Estimulad una actitud alegre.
Si hay alguien que debe estar continuamente agradecido, es el cristiano. Si hay alguien que disfruta de felicidad, aun en esta vida, es el fiel seguidor de Jesucristo. Los hijos de Dios tienen el deber de ser alegres. Deberían estimular una actitud feliz. Dios no puede ser glorificado por sus hijos que viven continuamente bajo una nube y que arrojan sombras dondequiera que van. El cristiano debería arrojar luz en vez de sombra. . . . Debe tener un rostro alegre (Id., 28-4-1859).
Los niños aborrecen la sombra de las tinieblas y la tristeza. Su corazón responde a la brillantez, a la alegría y al amor (Consejos sobre la Obra de la Escuela Sabática, pág. 109).

Sonreíd, padres, sonreíd.
Algunos padres, y asimismo algunos maestros, parecen haber olvidado que ellos también fueron niños. Son solemnes, fríos, y no son simpáticos. . . . Sus rostros habitualmente tienen una expresión seria y reprobadora. La alegría o las travesuras infantiles, la inquieta actividad de la vida joven, no encuentran excusa ante sus ojos. Las travesuras insignificantes son tratadas como pecados graves. Esta disciplina no es la de Cristo. Los niños educados en esta forma temen  a sus padres o maestros, pero no los aman; no les confían sus experiencias infantiles. Así se matan algunas de las cualidades más valiosas de la mente y el corazón, como una planta tierna expuesta al viento gélido.
Sonreíd, padres; sonreíd, maestros. Si vuestro corazón está triste, que vuestro rostro no lo manifieste. Que la luz de un corazón amante y agradecido ilumine el rostro. Abandonad vuestra solemnidad de hierro, adaptaos a las necesidades de los niños, y haced que os amen. Debéis ganar su afecto si queréis impresionar sus corazones con la religión (Review and Herald, 21-3-1882).

Una oración adecuada.
Alegrad vuestro trabajo con cantos de alabanza. Si queréis tener un registro limpio en los libros del cielo, nunca os impacientéis ni rezonguéis.

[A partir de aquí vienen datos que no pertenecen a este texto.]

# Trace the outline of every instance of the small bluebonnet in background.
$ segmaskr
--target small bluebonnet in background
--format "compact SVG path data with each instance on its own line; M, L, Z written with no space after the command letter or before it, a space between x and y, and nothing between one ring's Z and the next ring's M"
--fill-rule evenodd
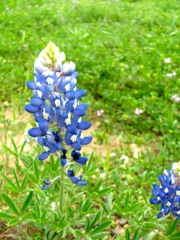
M161 184L153 184L153 197L150 199L152 204L160 204L157 217L161 218L171 213L180 219L180 162L173 163L172 169L164 170L158 179Z
M44 148L38 156L40 161L51 153L58 153L63 167L71 162L82 166L88 159L81 156L80 150L92 141L91 136L83 136L83 130L91 127L90 122L82 119L88 105L80 104L85 91L76 87L75 64L63 63L64 60L65 54L50 42L35 61L35 81L26 82L33 97L25 110L34 115L37 126L29 129L28 134ZM67 171L67 176L79 186L87 183L81 175L75 177L73 169ZM44 180L42 189L50 186L51 181Z

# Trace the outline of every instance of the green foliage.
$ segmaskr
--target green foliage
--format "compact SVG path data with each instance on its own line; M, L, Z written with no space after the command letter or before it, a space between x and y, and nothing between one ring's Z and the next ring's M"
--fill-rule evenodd
M149 203L157 175L180 160L179 103L172 100L180 87L178 1L2 0L0 12L0 154L6 156L0 218L19 239L180 239L179 221L157 219L159 209ZM77 66L96 121L93 135L104 149L83 166L86 187L66 179L63 214L59 181L40 189L43 179L59 175L59 158L41 163L31 139L27 151L15 138L27 124L16 122L29 99L25 81L33 79L33 62L50 40ZM177 76L167 77L173 71ZM95 116L100 109L104 114ZM138 157L132 143L144 149Z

  Vuestra oración diaria sea: "Señor, enséñame a hacer lo mejor. Enséñame cómo trabajar más eficientemente. Dame energía y alegría"...


Poned a Cristo en todo lo que hacéis. Entonces vuestra vida estará llena de alegría y agradecimiento. . . . Hagamos lo mejor posible, avanzando gozosamente en el servicio del Señor, con nuestro corazón lleno de su felicidad (Australasian Union Record, 15-11-1903).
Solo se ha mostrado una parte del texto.